Pomerantz LLP

Second Circuit Upholds $806 Million Judgment After Trial Under The Securities Act

Attorney: Michael Grunfeld
Pomerantz Monitor November/December 2017

In Federal Housing Finance Agency v. Nomura Holding America, Inc., the Second Circuit recently upheld the $806 million judgment handed down by the district court after a bench trial in 2015. This is one of the few cases arising out of the recent financial crisis to have gone all the way to trial.

The judgment was entered in favor of the Federal Housing Finance Agency (“FHFA”) against Nomura and Royal Bank of Scotland. This case related to residential mortgage -backed securities (“RMBS”) that defendants sold to Fannie Mae and Freddie Mac (which FHFA is the conservator for) between 2005 and 2007, shortly before the housing market collapsed. The district court held that defendants made material misrepresentations in RMBS offering documents in violation of the Securities Act and analogous state securities laws (also known as “Blue Sky laws”), by stating that the mortgages underlying the RMBS had been issued in conformity with underwriting guidelines when, in fact, they had not. Defendants appealed several legal rulings that the district court made prior to and at trial. The Second Circuit ruled in FHFA’s favor on all issues, concluding that the “district court’s decisions here bespeak of exceptional effort in analyzing a huge and complex record and close attention to detailed legal theories ably assisted by counsel for all parties.”

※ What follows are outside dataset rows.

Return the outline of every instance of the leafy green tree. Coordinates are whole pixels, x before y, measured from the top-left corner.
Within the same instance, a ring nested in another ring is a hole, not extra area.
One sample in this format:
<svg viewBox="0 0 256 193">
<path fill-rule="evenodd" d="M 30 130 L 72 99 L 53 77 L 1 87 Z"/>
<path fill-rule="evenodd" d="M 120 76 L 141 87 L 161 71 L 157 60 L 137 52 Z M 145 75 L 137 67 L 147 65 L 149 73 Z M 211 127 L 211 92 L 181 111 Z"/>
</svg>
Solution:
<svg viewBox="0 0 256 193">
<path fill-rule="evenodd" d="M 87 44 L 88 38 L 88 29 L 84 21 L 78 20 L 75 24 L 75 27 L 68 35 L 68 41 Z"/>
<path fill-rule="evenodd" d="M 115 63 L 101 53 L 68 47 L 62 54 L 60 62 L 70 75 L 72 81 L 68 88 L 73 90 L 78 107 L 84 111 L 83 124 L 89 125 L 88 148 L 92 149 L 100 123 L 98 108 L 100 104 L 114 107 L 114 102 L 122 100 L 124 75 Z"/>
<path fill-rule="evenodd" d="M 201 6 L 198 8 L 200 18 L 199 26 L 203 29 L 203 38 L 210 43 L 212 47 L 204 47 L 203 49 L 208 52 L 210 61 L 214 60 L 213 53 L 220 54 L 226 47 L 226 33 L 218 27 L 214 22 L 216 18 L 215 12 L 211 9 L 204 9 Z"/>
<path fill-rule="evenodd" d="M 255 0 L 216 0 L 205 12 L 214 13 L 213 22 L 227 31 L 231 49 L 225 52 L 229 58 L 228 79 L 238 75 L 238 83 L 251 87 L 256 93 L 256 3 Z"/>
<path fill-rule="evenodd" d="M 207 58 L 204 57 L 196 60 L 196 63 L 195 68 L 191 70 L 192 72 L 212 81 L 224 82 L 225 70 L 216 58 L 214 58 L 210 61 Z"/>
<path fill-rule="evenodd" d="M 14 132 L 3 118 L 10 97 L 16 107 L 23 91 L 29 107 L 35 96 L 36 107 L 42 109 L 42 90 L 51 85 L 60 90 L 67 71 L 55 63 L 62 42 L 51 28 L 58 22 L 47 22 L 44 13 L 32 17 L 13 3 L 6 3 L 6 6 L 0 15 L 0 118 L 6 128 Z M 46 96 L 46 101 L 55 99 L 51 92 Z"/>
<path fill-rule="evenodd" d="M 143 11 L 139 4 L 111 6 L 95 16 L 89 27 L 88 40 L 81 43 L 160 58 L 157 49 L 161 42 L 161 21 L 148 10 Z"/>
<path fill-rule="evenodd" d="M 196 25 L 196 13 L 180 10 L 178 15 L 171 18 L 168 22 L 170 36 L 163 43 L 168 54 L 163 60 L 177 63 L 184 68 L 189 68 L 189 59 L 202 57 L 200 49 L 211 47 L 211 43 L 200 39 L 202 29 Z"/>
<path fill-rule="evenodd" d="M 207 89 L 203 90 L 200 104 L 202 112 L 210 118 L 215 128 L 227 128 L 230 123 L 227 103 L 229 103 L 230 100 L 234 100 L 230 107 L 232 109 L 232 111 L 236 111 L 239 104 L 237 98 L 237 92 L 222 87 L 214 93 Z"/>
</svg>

This massive case involved many legal issues and resulted in a district court opinion of more than 300 pages, and a Second Circuit opinion of over 100 pages. The most interesting issues revolved around the question of “negative loss causation.” One of defendants’ main arguments was that their misrepresentations did not “cause” the disastrous decline in value of the securities they sold, and that the broader market collapse was entirely to blame.

Section 12 of the Securities Act provides an affirmative defense to defendants who can establish that some or all of the investor’s losses were not caused by the defendant’s misrepresentations. Here, defendants argued that they were not liable for the decrease in value of FHFA’s RMBS because the entirety of their losses “were attributable to macroeconomic factors related to the 2008 financial crisis and not attributable to [defendants’] misrepresentations.” The Second Circuit rejected this argument because it determined that this was a case where a “marketwide economic collapse is itself caused by the conduct alleged to have caused a plaintiff’s loss.” As the district court determined, the “shoddy mortgage loan origination practices” that defendants misrepresented “contributed to the housing bubble” that created the financial crisis that, in turn, contributed to defendants’ losses.

The Second Circuit also rejected defendants’ argument that their misstatements could not have caused FHFA’s losses because the securities sold here played only a “tiny” role in causing the financial crisis. As the Second Circuit explained, “[f]inancial crises result when whole industries take unsustainable systemic risks. … Defendants may not hide behind a market downturn that is in part their own making simply because their conduct was a relatively small part of the problem.”

This loss causation ruling was based in part on the “heavy” burden that defendants have under the Securities Act to prove that their actions did not cause the plaintiff’s losses. Courts should therefore “presume[e] absent proof to the contrary that any decline in value is caused by the misstatement or omission in the Securities Act context.” Under this “negative causation” standard, “any difficulty separating loss attributable to a specific misstatement from loss attributable to macroeconomic forces benefits the plaintiff.” The court’s decision here thus helpfully explains how difficult it is for defendants to avail themselves of the negative causation defense under the Securities Act.

The Second Circuit also rejected defendants’ attempt to raise the reasonable care defense that is available under the Securities Act. The court held that “no reasonable jury could find that Defendants exercised reasonable care.” This decision was based in part on the deficiencies in the particular due diligence practices that defendants used to review the loans underlying the RMBS at issue in this case. Defendants argued that their due diligence efforts were no worse than procedures being applied at the time across the entire mortgage securitization industry. The court rejected that argument, explaining that “[t]he RMBS industry in the lead up to the financial crisis was a textbook example of a small set of market participants racing to the bottom to set the lowest possible standards for themselves.” Because of this danger, an industry is not allowed to set its own standards of care. Rather, “[c]ourts must in the end say what is required.” The Second Circuit’s analysis here was therefore “only informed by industry standards, not governed by them.” Because of the rampant irresponsible behavior of the mortgage industry that led to the financial crisis, the court concluded that “even if Defendants’ actions on the whole complied with that industry’s customs, they yielded an unreasonable result in this case.”

The issues of causation in the context of a marketwide downturn and compliance with mortgage industry standards that the court addressed here have been raised in many cases arising out of the financial crisis. In agreeing with the district court’s ruling in favor of FHFA, the Second Circuit ruled authoritatively that defendants’ arguments on these issues cannot shield them from liability under the Securities Act.